Reputation: 37
When I restart my HDFS Sink Connector, will I receive messages from the last offset that I read? How does a connector know from where it has to restart?
Upvotes: 0
Views: 209
Reputation: 18475
Internally, Kafka Connect is just a Kafka client using the standard Producer and Consumer APIs. In your case of a sink connector, the Consumer API is under the covers.
Therefore, you have the same behaviour in your sink connector as you would have with a standard consumer. A consumer makes use of the Consumer Groups concept to manage offsets, i.e. committing (processed) offsets back to the broker. If you now restart your sink connector it knows exactly where to continue to read from the source topic.
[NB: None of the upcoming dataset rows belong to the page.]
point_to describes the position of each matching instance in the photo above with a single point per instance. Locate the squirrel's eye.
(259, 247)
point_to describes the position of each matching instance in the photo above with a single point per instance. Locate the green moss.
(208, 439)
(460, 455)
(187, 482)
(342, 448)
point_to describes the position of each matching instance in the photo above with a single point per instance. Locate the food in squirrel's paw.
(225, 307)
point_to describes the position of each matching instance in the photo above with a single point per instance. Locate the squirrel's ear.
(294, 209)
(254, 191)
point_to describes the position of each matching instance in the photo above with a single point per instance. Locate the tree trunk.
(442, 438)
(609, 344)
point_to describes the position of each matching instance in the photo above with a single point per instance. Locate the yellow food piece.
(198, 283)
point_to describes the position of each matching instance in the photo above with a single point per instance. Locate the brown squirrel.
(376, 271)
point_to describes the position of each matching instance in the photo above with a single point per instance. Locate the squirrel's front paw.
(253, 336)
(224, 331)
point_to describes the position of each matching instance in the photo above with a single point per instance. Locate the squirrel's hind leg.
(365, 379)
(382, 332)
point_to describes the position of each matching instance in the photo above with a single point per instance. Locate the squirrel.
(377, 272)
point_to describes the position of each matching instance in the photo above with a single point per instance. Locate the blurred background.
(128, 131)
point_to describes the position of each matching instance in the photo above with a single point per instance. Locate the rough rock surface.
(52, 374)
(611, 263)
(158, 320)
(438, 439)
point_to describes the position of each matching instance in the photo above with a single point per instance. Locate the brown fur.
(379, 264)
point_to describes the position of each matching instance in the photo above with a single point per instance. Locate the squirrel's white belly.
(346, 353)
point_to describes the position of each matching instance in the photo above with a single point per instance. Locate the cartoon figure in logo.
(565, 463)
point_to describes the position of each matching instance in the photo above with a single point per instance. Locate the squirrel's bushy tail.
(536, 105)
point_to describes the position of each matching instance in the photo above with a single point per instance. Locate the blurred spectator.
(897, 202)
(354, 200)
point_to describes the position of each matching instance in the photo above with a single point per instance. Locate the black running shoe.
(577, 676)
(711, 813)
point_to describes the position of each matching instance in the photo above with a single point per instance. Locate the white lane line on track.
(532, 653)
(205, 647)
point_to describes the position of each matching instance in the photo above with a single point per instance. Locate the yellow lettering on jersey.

The benefit of having the standard consumer under the covers is that you could apply the typical consumer configurations. Just make sure to take the following note into account:
"For configuration of the producers used by Kafka source tasks and the consumers used by Kafka sink tasks, the same parameters can be used but need to be prefixed with producer. and consumer. respectively."
The Consumer Group (group.id
) gets automatically created by kafka-connect based on the connector name you are using.
You can specify the Consumer Group (group.id
) in your worker properties. In distributed mode remember that
"all workers with the same
group.id
will be in the same connect cluster. For example, if worker-a has group.id=connect-cluster-a and worker-b has the same group.id, worker-a and worker-b will form a cluster called connect-cluster-a"
Upvotes: 1